Researching Colleges and Majors for Future Teachers

Not all universities offer an educator preparation program leading to teacher licensure in Oregon. The most common program leading to teacher licensure is usually Elementary Education. If you are interested in teaching special education, a particular content area at the secondary level or if you want to teach in an area that is offered K-12 like art, physical education, or music, it pays to determine that the program you want is offered. Attending a College Fair can also help you learn more about:

  • the program delivery models offered (in person, online, or hybrid),
  • the institution’s values and supports for students,
  • the comparative costs for tuition and fees, and
  • special scholarships or tuition remissions/supports offered.

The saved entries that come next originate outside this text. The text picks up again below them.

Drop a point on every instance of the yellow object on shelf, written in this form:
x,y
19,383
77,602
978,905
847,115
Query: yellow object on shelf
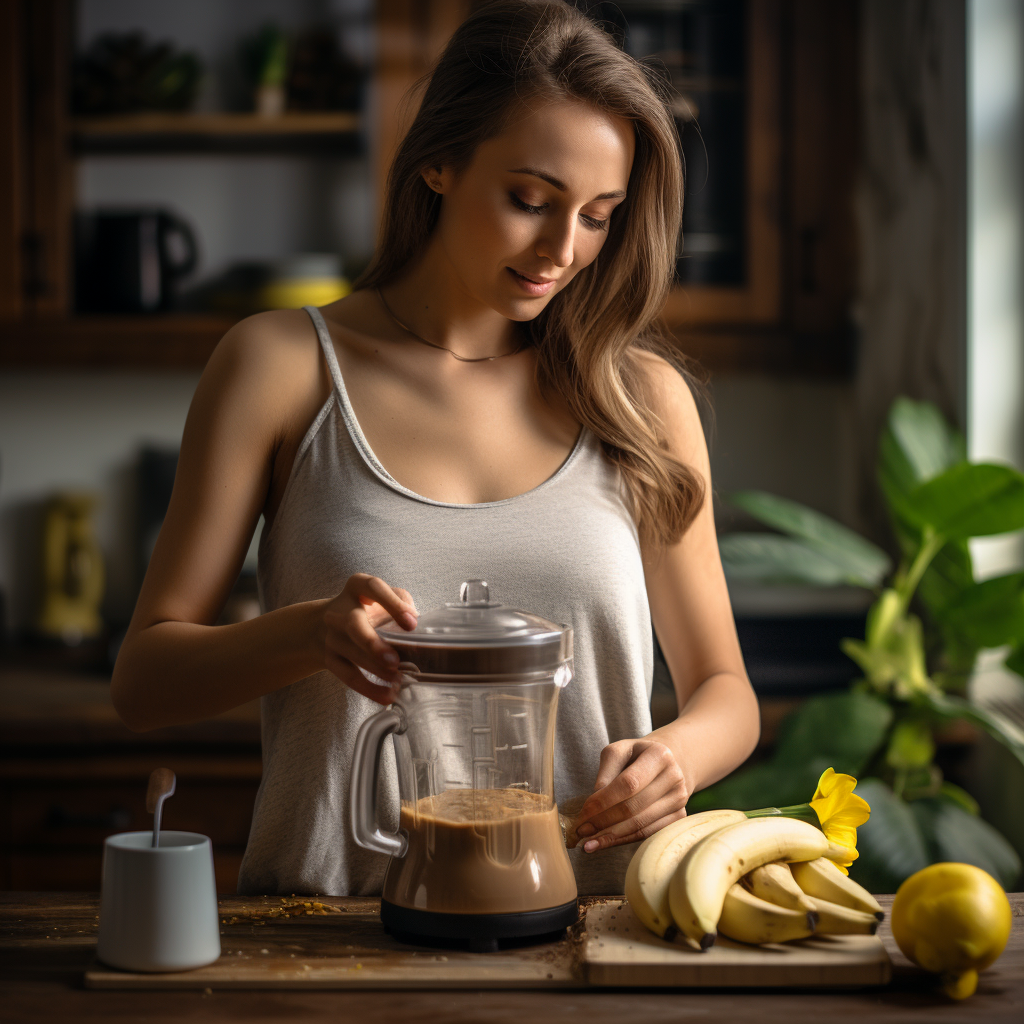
x,y
73,570
304,280
303,292
952,920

Oregon is always looking for Career and Technical Education licensed teachers in areas like Health Sciences, Manufacturing, Computer Information Science, Construction, or Diesel Mechanics. Teachers of CTE courses may come from a traditional teacher education program and have industry experience. They also may come from industry and need some education coursework. Either way, to teach in an Oregon state approved CTE program, the instructor must have an appropriate CTE license and/or endorsement that is specific to the program career area. Start first by checking out the Guide to CTE Licensure.

Other Good Tips

  1. Connect early with your High School Counselor! Once they know of your interest in teaching, they can point you to additional resources and opportunities.
  2. Take the SAT or ACT. Although some colleges and universities are now test-optional (no longer requiring the SAT or ACT), some colleges still accept tests (test flexible) or use them as a requirement for scholarships or NCAA recruitment. If you have taken and passed any International Baccalaureate tests, provide these test scores with your application may help you waive certain required college classes. Test scores on the SAT or ACT can also help if you are concerned about a low GPA on your HS transcript.